No objections to this point. However, I really don't like the idea to
charge tcp window size to memory.current instead of charging individual
pages consumed by the workload for storing socket buffers, because it is
inconsistent with what we have now. Can't we charge individual skb pages
as we do in case of other kmem allocations?

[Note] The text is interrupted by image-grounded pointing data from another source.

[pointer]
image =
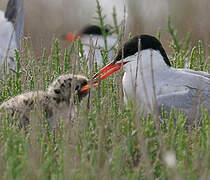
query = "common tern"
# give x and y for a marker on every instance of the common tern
(149, 78)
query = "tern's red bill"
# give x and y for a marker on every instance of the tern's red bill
(103, 74)
(71, 37)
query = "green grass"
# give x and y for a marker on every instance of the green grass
(108, 140)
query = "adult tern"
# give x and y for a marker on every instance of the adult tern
(149, 78)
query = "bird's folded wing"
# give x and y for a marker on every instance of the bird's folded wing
(185, 100)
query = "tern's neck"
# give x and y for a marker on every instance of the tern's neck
(146, 62)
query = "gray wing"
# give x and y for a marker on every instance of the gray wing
(189, 101)
(15, 14)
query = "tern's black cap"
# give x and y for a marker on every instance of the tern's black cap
(146, 42)
(94, 30)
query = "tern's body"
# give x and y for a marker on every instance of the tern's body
(173, 87)
(11, 28)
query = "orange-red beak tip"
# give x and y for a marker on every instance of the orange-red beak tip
(71, 37)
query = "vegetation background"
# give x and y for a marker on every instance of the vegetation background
(108, 140)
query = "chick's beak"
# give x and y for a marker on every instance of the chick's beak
(103, 74)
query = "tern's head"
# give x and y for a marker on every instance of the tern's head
(138, 45)
(141, 48)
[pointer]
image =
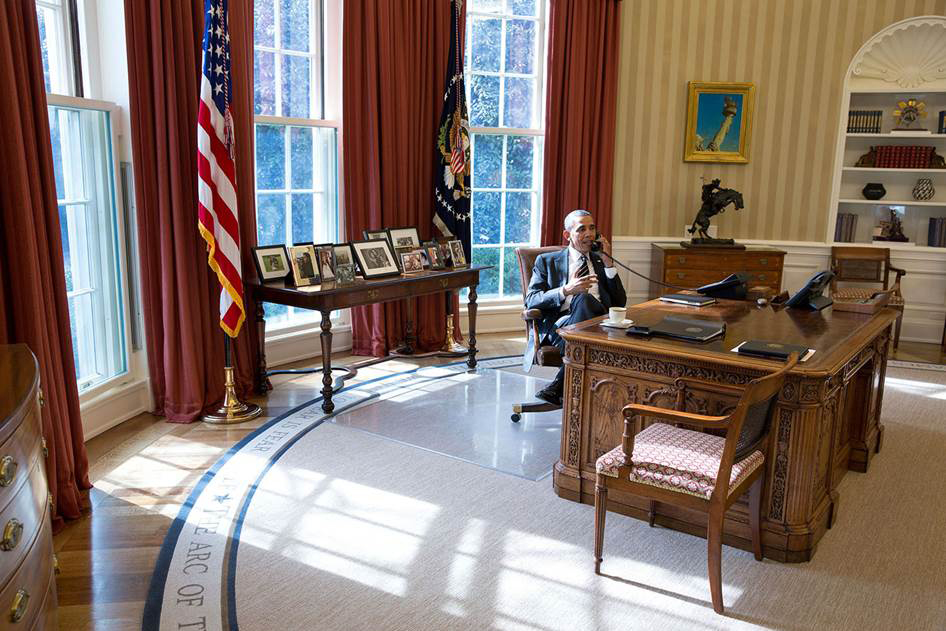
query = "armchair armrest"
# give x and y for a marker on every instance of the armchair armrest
(531, 314)
(636, 409)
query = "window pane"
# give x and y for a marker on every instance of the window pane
(302, 218)
(295, 24)
(519, 156)
(487, 160)
(295, 86)
(270, 157)
(520, 42)
(512, 282)
(486, 44)
(518, 102)
(484, 101)
(486, 217)
(489, 279)
(89, 230)
(522, 7)
(271, 218)
(300, 147)
(264, 73)
(518, 217)
(264, 33)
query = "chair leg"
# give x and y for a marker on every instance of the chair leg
(755, 517)
(601, 510)
(714, 545)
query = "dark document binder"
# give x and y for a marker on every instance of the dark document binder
(688, 329)
(772, 350)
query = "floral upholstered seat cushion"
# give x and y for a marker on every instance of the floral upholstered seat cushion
(678, 460)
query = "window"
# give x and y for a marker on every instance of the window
(88, 218)
(296, 147)
(56, 45)
(504, 68)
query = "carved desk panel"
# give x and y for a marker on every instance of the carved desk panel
(826, 420)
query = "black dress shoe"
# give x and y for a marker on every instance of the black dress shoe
(551, 393)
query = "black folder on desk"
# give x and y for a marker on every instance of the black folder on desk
(772, 350)
(681, 328)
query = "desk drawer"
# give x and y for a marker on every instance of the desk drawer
(18, 452)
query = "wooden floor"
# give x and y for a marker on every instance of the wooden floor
(145, 468)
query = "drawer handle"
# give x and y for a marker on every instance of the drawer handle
(11, 534)
(7, 470)
(18, 608)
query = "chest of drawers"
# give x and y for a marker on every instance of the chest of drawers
(693, 267)
(27, 585)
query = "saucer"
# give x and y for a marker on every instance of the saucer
(617, 325)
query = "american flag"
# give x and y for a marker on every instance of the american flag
(218, 221)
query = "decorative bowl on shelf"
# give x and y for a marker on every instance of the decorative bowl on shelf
(924, 189)
(874, 190)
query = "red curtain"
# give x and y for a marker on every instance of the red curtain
(33, 304)
(584, 48)
(180, 293)
(394, 63)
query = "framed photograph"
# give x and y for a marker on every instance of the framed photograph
(433, 256)
(304, 268)
(456, 253)
(719, 122)
(325, 255)
(412, 262)
(375, 258)
(404, 237)
(344, 274)
(272, 262)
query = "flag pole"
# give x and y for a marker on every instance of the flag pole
(232, 410)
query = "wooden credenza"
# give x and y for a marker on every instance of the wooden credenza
(27, 583)
(694, 267)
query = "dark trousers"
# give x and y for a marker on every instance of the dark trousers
(583, 307)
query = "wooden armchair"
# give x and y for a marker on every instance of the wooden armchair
(693, 469)
(541, 355)
(867, 265)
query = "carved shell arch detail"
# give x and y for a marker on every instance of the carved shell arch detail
(910, 53)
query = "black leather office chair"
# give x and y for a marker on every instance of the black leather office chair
(545, 355)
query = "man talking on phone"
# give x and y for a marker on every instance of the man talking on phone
(570, 286)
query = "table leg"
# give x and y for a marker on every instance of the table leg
(263, 384)
(326, 338)
(409, 337)
(471, 313)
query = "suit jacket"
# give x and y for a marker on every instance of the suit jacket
(548, 275)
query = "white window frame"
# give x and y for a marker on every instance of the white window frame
(296, 341)
(538, 132)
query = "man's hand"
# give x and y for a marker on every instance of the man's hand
(606, 248)
(580, 285)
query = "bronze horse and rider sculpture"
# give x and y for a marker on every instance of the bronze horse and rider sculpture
(715, 201)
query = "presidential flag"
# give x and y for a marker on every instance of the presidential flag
(218, 220)
(452, 177)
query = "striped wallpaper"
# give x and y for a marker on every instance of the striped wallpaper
(795, 52)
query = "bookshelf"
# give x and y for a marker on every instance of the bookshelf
(882, 73)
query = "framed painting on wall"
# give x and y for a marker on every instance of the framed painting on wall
(719, 122)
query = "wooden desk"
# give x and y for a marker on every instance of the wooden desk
(826, 419)
(329, 297)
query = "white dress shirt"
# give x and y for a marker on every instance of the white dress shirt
(574, 262)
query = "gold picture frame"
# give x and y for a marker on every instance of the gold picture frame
(719, 121)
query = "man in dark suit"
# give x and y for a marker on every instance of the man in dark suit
(570, 286)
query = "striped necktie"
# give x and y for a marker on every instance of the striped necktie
(582, 267)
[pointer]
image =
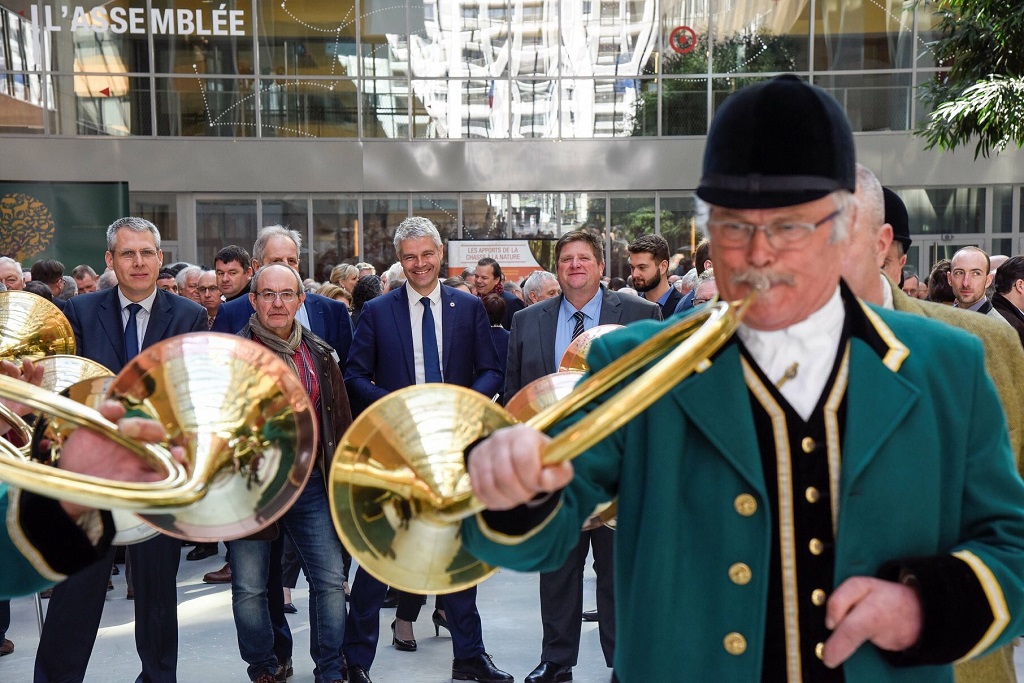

> From an interface standpoint alone, I don't think it's reasonable to
> ask users per default to limit different consumers on a case by case
> basis. I certainly have no problem with finetuning for scenarios you
> describe above, but with memory.current, memory.high, memory.max we
> are providing a generic interface to account and contain memory
> consumption of workloads. This has to include all major memory
> consumers to make semantical sense.

We can propose a reasonable default as we do in the global case.

> 
> But also, there are people right now for whom the socket buffers cause
> system OOM, but the existing memcg's hard tcp window limitq that
> exists absolutely wrecks network performance for them. It's not usable
> the way it is. It'd be much better to have the socket buffers exert
> pressure on the shared pool, and then propagate the overall pressure
> back to individual consumers with reclaim, shrinkers, vmpressure etc.
> 

This might or might not work. I'm not an expert to judge. But if you do
this only for memcg leaving the global case as it is, networking people
won't budge IMO. So could you please start such a major rework from the
global case? Could you please try to deprecate the tcp window limits not
only in the legacy memcg hierarchy, but also system-wide in order to
attract attention of networking experts?